Only a strongly inspired creative project, of deep idealism, where the elements and times of our history merge with each other, instead of being dispersed or eliminated, can produce a solid creative thinking, firm in the face of artistic events that follow on from each other very rapidly, one after the other, and that witness, today, the extremely monotonous reiteration of what has already been said or done yesterday or before yesterday, recycled, and what’s more in quite modest and home-made versions.

My idea of classicism lies in the notion of strengthening the language of art seen in its constituent elements and fundamentals of form, material, and space, filtered, however, by the scheme of an existential awareness arising from contemporary thinking and from the new knowledge that people have acquired about themselves in the world.

This awareness that has produced the zeroing and redefining of the language of art, today, must take us beyond and further.

 

Time… a time…

 

There is “ the Time” for classicism and there is “a Time” for tradition.

Classicism and traditionalism seem, in the current interpretation, to be tied to a guiding idea, as if one implicates, in some way, the other.
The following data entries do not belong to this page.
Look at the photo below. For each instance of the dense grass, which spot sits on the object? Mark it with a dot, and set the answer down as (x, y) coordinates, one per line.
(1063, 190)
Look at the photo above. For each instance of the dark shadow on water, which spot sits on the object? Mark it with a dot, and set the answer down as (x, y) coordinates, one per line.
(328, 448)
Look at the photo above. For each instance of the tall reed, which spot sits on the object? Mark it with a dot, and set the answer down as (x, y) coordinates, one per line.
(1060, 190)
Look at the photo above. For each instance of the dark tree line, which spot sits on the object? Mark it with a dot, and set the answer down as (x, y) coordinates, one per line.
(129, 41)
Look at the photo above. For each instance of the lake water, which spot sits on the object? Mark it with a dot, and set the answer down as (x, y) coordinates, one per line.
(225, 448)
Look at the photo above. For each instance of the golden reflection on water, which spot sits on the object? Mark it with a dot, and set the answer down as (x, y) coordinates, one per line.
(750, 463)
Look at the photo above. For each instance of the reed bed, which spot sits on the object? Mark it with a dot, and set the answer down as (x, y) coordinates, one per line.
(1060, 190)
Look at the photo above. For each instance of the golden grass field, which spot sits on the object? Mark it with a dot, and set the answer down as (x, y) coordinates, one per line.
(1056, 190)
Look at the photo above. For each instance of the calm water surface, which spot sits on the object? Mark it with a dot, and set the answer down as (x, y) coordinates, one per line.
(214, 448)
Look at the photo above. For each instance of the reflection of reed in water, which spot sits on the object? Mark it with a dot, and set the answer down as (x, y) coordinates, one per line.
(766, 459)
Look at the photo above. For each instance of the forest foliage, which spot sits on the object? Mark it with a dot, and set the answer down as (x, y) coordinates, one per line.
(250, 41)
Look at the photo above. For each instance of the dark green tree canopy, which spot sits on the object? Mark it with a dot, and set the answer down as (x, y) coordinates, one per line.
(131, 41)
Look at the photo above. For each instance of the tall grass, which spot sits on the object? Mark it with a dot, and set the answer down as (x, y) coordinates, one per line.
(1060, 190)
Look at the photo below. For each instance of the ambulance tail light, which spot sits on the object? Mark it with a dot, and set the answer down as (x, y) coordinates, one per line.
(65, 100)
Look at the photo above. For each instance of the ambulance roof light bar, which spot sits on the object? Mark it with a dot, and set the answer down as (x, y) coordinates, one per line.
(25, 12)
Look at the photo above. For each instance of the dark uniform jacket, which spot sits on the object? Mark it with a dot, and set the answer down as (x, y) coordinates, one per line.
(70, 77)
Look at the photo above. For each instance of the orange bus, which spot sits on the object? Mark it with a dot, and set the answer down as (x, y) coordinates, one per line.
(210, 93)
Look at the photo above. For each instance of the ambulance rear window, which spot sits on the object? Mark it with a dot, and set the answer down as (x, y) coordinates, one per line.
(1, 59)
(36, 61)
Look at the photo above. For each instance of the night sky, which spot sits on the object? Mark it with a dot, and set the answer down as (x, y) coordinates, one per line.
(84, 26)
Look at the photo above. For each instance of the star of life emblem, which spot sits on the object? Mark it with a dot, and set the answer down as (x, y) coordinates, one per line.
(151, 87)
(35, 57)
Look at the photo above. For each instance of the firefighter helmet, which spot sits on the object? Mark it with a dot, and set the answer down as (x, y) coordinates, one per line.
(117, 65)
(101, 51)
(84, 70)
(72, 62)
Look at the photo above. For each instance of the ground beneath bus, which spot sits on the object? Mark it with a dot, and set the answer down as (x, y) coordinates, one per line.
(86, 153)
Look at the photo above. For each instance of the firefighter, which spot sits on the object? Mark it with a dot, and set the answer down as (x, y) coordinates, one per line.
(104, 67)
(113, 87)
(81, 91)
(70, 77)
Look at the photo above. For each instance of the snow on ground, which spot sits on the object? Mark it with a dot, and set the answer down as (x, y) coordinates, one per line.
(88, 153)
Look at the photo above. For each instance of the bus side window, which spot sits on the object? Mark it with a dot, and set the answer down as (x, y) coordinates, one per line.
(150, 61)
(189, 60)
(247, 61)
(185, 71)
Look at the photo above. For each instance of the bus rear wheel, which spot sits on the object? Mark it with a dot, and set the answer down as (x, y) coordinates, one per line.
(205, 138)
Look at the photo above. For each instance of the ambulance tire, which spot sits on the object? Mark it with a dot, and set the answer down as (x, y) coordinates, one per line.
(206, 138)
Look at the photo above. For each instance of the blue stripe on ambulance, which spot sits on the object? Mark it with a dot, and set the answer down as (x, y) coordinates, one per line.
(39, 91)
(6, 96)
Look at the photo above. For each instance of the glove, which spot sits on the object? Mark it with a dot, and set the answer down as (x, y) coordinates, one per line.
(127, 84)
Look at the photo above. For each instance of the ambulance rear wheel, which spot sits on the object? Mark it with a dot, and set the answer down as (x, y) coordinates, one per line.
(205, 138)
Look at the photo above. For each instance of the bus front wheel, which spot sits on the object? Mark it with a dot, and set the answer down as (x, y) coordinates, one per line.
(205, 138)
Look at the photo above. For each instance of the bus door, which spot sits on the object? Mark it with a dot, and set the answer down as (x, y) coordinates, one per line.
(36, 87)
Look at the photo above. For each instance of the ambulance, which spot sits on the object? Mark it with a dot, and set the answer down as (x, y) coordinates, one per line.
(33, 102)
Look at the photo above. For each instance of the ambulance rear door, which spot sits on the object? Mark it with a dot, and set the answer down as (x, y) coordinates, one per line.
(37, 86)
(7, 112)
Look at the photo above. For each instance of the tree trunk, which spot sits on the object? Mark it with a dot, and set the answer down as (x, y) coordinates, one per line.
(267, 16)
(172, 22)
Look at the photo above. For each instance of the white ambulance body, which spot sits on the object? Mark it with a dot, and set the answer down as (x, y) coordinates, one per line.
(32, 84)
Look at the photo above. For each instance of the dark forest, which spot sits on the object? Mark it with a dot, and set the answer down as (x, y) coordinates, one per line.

However, if we, at least once, shift our point of view, moving from the usual interpretation to a philosophical one, we then realize, that the conceptions of time found in the two terms, are very different and, therefore, “Classical” and “Traditional” do not mean the same thing or explain the same event.
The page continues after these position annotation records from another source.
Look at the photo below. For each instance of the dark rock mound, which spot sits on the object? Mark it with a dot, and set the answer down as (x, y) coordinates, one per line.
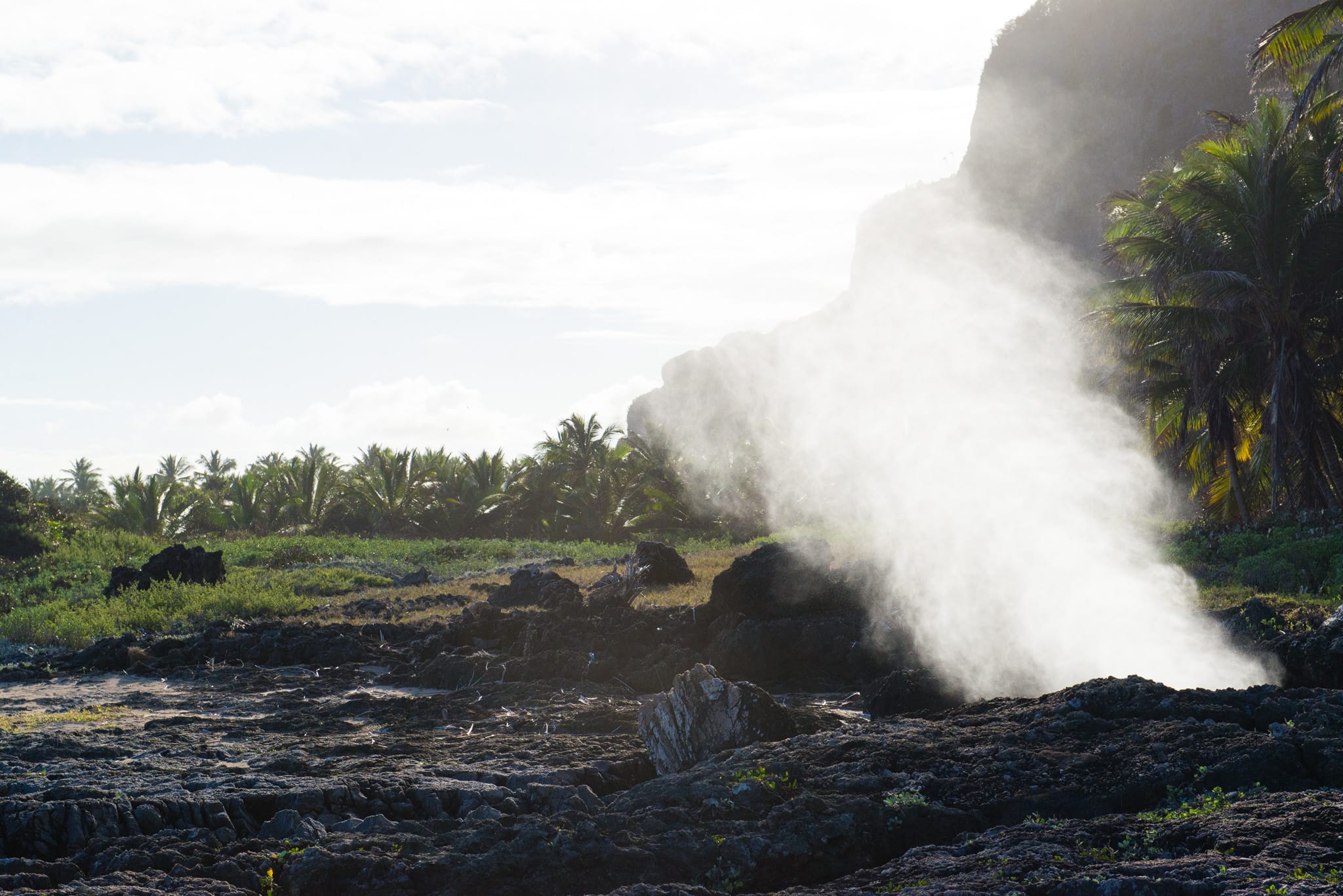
(907, 691)
(197, 566)
(703, 715)
(534, 586)
(420, 577)
(816, 652)
(661, 564)
(778, 581)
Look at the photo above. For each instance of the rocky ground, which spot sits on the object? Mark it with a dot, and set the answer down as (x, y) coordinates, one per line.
(498, 752)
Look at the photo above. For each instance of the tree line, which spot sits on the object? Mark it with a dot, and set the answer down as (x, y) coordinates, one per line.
(1229, 311)
(583, 481)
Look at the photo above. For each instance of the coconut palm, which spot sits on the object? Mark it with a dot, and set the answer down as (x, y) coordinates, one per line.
(308, 485)
(84, 485)
(1306, 52)
(147, 505)
(1230, 309)
(390, 486)
(50, 492)
(175, 471)
(215, 472)
(242, 507)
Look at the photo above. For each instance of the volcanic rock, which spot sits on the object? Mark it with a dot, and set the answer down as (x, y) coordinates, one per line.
(906, 691)
(778, 581)
(420, 577)
(197, 566)
(703, 715)
(534, 586)
(661, 564)
(288, 824)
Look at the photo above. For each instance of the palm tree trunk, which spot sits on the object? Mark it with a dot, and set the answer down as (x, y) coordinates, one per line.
(1331, 463)
(1308, 463)
(1233, 475)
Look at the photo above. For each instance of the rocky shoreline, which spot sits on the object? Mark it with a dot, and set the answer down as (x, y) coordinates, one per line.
(501, 752)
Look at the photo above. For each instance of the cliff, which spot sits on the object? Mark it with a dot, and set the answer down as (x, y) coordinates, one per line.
(1076, 101)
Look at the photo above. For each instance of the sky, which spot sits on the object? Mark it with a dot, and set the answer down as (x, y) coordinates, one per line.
(253, 226)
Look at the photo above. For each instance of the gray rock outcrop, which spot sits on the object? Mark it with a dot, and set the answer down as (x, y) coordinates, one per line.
(703, 715)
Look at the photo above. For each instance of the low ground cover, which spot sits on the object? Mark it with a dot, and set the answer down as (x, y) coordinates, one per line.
(57, 598)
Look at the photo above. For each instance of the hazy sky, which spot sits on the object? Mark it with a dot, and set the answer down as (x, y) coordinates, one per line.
(250, 226)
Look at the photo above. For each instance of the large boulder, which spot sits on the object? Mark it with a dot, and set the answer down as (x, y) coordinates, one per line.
(906, 691)
(535, 586)
(195, 566)
(703, 715)
(661, 564)
(778, 581)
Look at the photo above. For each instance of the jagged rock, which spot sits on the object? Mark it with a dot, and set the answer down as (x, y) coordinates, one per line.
(371, 825)
(197, 566)
(532, 585)
(703, 715)
(288, 824)
(778, 581)
(420, 577)
(661, 564)
(907, 691)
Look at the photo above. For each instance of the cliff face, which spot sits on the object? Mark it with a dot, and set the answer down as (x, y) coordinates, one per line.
(1077, 100)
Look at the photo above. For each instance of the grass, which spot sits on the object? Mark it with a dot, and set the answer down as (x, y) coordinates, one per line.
(26, 722)
(57, 600)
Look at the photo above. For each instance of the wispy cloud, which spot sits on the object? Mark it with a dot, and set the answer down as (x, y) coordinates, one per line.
(81, 66)
(61, 404)
(426, 112)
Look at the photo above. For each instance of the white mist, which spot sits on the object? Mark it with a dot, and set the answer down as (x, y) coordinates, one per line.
(939, 412)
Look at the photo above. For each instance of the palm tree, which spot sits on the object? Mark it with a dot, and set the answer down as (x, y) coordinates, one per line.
(308, 484)
(1230, 309)
(50, 492)
(175, 471)
(147, 505)
(576, 444)
(665, 501)
(390, 486)
(1306, 51)
(243, 507)
(84, 485)
(469, 492)
(215, 472)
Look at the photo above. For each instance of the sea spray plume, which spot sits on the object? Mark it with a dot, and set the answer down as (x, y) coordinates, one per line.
(938, 410)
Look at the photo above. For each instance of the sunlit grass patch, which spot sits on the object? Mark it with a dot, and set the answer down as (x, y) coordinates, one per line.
(75, 622)
(24, 722)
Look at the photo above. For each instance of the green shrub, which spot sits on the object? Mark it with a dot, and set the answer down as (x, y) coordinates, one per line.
(75, 623)
(20, 524)
(1270, 572)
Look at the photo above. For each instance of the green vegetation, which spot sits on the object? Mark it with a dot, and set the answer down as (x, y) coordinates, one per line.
(24, 722)
(1228, 319)
(586, 481)
(57, 596)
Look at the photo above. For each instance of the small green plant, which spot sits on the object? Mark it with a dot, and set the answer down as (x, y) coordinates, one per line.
(724, 878)
(1321, 875)
(782, 786)
(904, 805)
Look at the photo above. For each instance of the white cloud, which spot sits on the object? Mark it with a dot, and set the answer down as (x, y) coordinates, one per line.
(748, 227)
(61, 404)
(611, 403)
(425, 112)
(79, 66)
(614, 336)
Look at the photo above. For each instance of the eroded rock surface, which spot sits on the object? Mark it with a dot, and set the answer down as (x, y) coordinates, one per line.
(704, 714)
(197, 566)
(500, 752)
(658, 563)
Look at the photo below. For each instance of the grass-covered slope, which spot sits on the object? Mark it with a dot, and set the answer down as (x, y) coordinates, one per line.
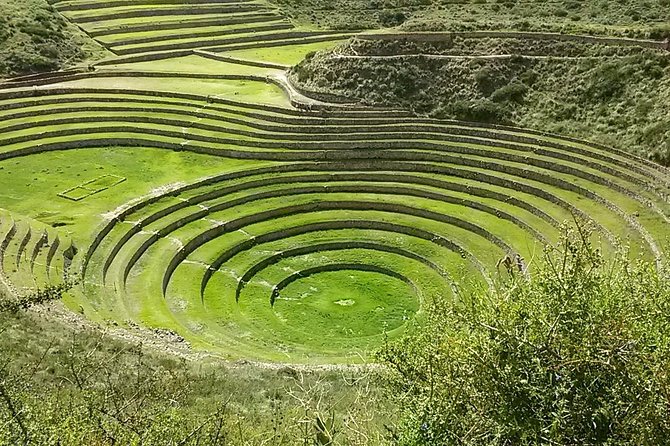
(35, 38)
(257, 230)
(630, 18)
(617, 95)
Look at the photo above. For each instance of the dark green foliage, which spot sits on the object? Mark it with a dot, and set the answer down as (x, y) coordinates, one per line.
(619, 96)
(639, 18)
(35, 38)
(578, 354)
(66, 384)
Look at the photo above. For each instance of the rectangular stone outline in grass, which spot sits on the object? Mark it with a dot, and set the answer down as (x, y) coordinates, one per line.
(91, 187)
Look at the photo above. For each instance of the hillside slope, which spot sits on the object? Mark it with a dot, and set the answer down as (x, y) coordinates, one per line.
(35, 38)
(615, 95)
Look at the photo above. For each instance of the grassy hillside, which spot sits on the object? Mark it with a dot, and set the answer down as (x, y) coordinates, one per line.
(35, 38)
(618, 96)
(631, 18)
(68, 383)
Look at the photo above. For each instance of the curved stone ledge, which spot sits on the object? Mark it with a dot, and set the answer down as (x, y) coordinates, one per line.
(226, 32)
(177, 11)
(233, 225)
(41, 243)
(292, 192)
(353, 145)
(335, 225)
(86, 6)
(255, 17)
(336, 267)
(6, 240)
(22, 246)
(52, 252)
(441, 36)
(325, 247)
(347, 139)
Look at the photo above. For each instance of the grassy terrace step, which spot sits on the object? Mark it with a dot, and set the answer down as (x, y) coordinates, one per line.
(394, 133)
(120, 40)
(313, 206)
(125, 29)
(28, 253)
(203, 204)
(98, 16)
(332, 123)
(91, 5)
(385, 145)
(348, 129)
(208, 208)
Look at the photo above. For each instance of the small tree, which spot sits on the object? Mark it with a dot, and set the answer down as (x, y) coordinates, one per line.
(578, 354)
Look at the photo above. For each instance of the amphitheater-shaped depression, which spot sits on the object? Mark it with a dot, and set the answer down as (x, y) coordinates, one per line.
(254, 229)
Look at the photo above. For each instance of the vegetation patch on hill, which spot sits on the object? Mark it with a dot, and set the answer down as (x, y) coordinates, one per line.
(35, 38)
(631, 18)
(619, 96)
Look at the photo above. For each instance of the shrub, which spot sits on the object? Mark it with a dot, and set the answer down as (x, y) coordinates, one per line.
(511, 92)
(579, 354)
There is a Classical Line in art that transversally cuts across the whole of art history, returning from one period to another, dialoguing between the past, the present and the future.

The Time of Classicism, with neither the before nor the after, is the non-time, that which allows us today, but also allowed us yesterday, and will allow us tomorrow, to enter into the same type of interior syntony involving works belonging to different time periods in the history of art. A Time of Tradition is “a time”, precise and singular, made up of separate times as points, that as a whole create a particular culture and not another – it is a relative time, recording the past but not linking it with other dimensions.

I would say, stressing this point, that what has been defined as “traditional” has no link with Art and whoever, today, uses this term as a label to classify a work of art or a thinking about art, does not help in clarifying the diversity among the existing artistic options. Maybe, they simplify it, but this, today, is not enough. The place of discernment can be found elsewhere.

 

The interior journey…

In Art, Classicism, as I see it and live it, is not only a poetic choice. It corresponds more to an interior dimension, to an idealism inherent in humans themselves, with no specific language or set tendency.

The signs, on a poetic and language level, are a direct consequence of a prior thinking, determining one’s attitude and sensitivity compared to what is the reality.

So, the artist that sets off on this path, this interior and deep journey,where you can still “feel” the World in its entirety and uniqueness, should not expect to be rewarded with great gratification. They will occupy, intrinsically, a position of marginality.

A marginality, relative to the tempo of daily life, always searching for a focal catalyzer, that is the last to arrive, but waiting for others to arrive. However, the same condition of “laterality” inscribed in the patient annals of History, has become an exclusive condition, and has allowed those who experience it, to detach and to distance themselves, and its permanence in time still generates History.